Split of #746 — the estimate/ranking MATH only, so it can be reviewed with tests
first (UI changes follow separately). Backend files only: no static/js here.

services/hwfit/fit.py, services/hwfit/hardware.py:
- Recommend GGUF/llama.cpp on consumer AMD (RDNA, gfx10/11/12) instead of
  formats that don't run on consumer Radeon — vLLM-only AWQ/GPTQ/FP8 AND
  vendor-specific NVFP4 (NVIDIA) / MLX (Apple). Datacenter Instinct (CDNA) and
  CUDA are left untouched.
- More accurate speed estimates across more GPUs (adds RDNA bandwidth data).
- Detect AMD/RDNA GPUs (gpu_family from rocminfo) so fit/serve can branch on it.

tests/test_hwfit_amd.py: AMD recommendation path, quant/bit matching, estimate
realism, gfx RDNA-vs-CDNA classification.

Rebased onto current main (analyze_model gained a scoring_use_case param there;
kept it). Vision detection intentionally NOT added here — main already ships a
"Vision" type filter + multimodal use-case handling; duplicating it was dropped.

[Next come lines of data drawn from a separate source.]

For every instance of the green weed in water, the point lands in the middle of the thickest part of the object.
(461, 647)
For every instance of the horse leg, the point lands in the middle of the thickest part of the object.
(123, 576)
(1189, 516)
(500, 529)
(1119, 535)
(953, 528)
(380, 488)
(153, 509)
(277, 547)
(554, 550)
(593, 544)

Checks: py_compile clean; pytest tests/test_hwfit_amd.py + hwfit/serve suites
= 28 passed; full suite 0 new failures vs main.

Co-Authored-By: Claude Opus 4.8 (1M context) <noreply@anthropic.com>

* Tests: assert NVFP4/MLX/FP8 formats are filtered on consumer RDNA

Backs the #972 claim with an explicit regression: no NVIDIA NVFP4, Apple MLX,
or vLLM-only FP8/AWQ/GPTQ repos are recommended on a consumer Radeon, and guards
against vacuity by asserting such repos exist in the catalog.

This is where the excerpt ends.